I was a first born, Stuart was a first born…. how we ever got married is a cosmic mystery. 😉 Now that we have our own first born I’m noticing some things that I want to change or at least be aware of. First borns HAVE to be the guinea pigs to an extent. I had OODLES of kid experience before having my own… but it’s a whole different ball of wax when it’s your own screaming bundle of joy. All the babysitting, teaching, day care, or nannying experience in the world just doesn’t “cut it” when it finally comes time to deal with your own offspring. Don’t get me wrong, it HELPS, and I draw from those experiences often. I’m just saying it’s different.
So recently, as in today, I was thinking about my Monkey #1. I think of him as a big boy, and he is…. sort of. As a first child I understand that there are a lot of expectations put on first kids that maybe they can’t live up to. I find myself doing that with Qade somewhat. That’s one thing I want to change. I realize that he is as smart as a whip, but I can’t let the fact that he’s learning at such a rapid pace fool me into thinking that he’s capable of more. He is just 2 and a half. That’s still a baby! The experiences that he is having are still all very new. And even thought he is starting to grasp some life skills and reasoning skills doesn’t mean that he always knows how to put those to use. I need to be more gentle in guiding him in the right way than stern and disciplinary when he doesn’t “get it.”
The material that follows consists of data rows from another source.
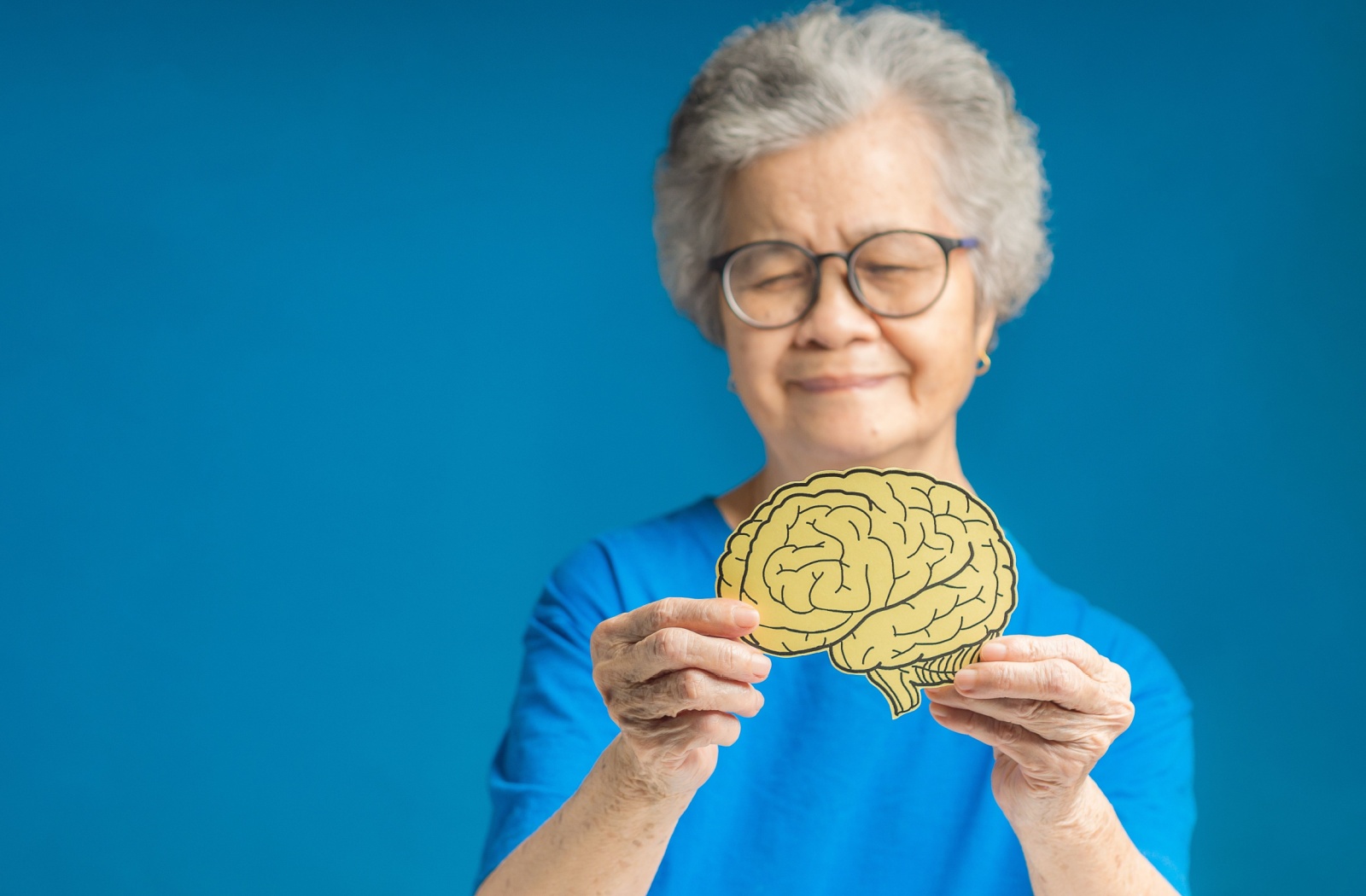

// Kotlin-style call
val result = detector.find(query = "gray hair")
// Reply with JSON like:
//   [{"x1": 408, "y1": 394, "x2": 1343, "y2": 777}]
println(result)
[{"x1": 654, "y1": 3, "x2": 1054, "y2": 344}]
This came to mind today after he woke up from his nap hysterical. When I went in his room he was just sitting in a heap by his little bed crying. I asked him what was wrong and to use his words to tell me, but he couldn’t. Maybe he didn’t really know what was “wrong.” Maybe he doesn’t yet understand the concepts of ‘scared’ or ‘sad’ or just plain ol’ not feeling well. So I sat on the floor with my little big guy in my lap and we just rocked together. The crying stopped, but he didn’t budge. He needed to be the baby for a few minutes, and just be with his mommy.
Don’t get me wrong. I do still strongly believe that he needs to be held accountable for what he does know. And he’s learning along with us, what works and what doesn’t.
I guess what I’m trying to say is that I want to keep my expectations to the level of his ability. For example with our recent bought of potty training, I think rather than trying to “teach” him this new life skill, I was demanding that he do something because I thought he could. I know this will be somewhat of a struggle for me because I tend to be a “high expectations” person. 🙂 Still, I want to remember that my little lad is just 2, he is still learning, and to tap into his strengths and support those rather than be constantly harping on his ‘weaknesses.’ He is such a caring little boy. If I so much as sneeze or cough, he will ask, “You okay, Mommy?” And when role playing with his cow, Buford, he is very nurturing and caring and considerate. Those are strengths. Yes, he has issues with whining, and yes he needs to learn to control his reactions, but that will be an ongoing process that we’ll work on day by day. If I keep my expectations in line with his abilities I think it will alleviate unfair burden on him, and unnecessary strain on our relationship.